Manually generating a .docx for DRR publication is not suggested and not supported.
Because data release reports and associated data packages are cross-referential, report numbers are typically assigned early in data processing and quality evaluation.
DataStore Reference Numbers. When developing a report and data packages, DataStore references should be created as early in the process as practicable. While the report and data packages are in development, these should not be activated.
Report Numbers. If you are planning to publish a Data Release Report with an official DRR number, please contact the IMD Deputy Chief with the DataStore reference number associated with the DRR.
Persistent Identifiers. Digital object identifiers (DOIs) will be assigned to all DRRs and concurrently published data packages. DOIs will resolve to a DataStore Reference; DOIs are reserved when a draft reference is initiated in DataStore. They are not activated until the publication process, including relevant review, is complete.
DRR DOIs have the format: https://doi.org/10.36967/xxxxxxx
Data package DOIs have the format: https://doi.org/10.57830/xxxxxxx
Where the “xxxxxx” is the 7-digit DataStore reference number.
Under no circumstances should reports and associated data packages or metadata published in the DRR series contain disclaimers or text that suggests that the work does not meet scientific integrity or information quality standards of the National Park Service. The following disclaimers are suitable for use, depending on whether the data are provisional or final (or approved or certified).
For approved & published data sets: “Unless otherwise stated, all data, metadata and related materials are considered to satisfy the quality standards relative to the purpose for which the data were collected.
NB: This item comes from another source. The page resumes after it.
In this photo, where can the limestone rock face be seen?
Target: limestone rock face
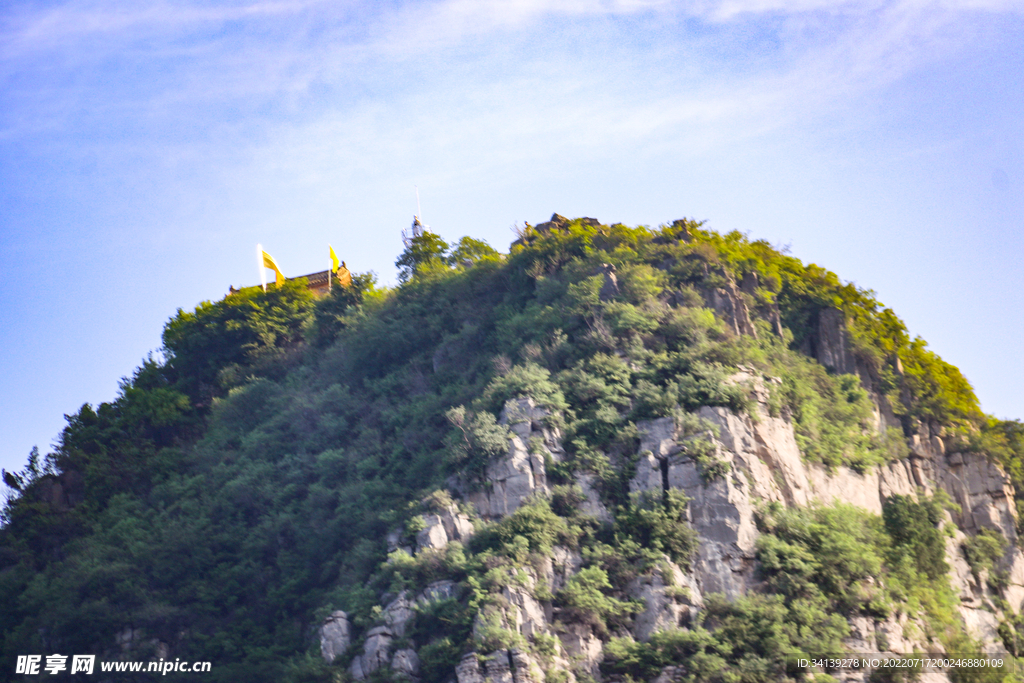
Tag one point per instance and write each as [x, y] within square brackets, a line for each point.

Although these data and associated metadata have been reviewed for accuracy and completeness and approved for release by the National Park Service Inventory and Monitoring Division, no warranty expressed or implied is made regarding the display or utility of the data for other purposes, nor on all computer systems, nor shall the act of distribution constitute any such warranty.”
For provisional data: “The data you have secured from the National Park Service (NPS) database identified as [database name] have not received approval for release by the NPS Inventory and Monitoring Division, and as such are provisional and subject to revision. The data are released on the condition that neither the NPS nor the U.S. Government shall be held liable for any damages resulting from its authorized or unauthorized use.”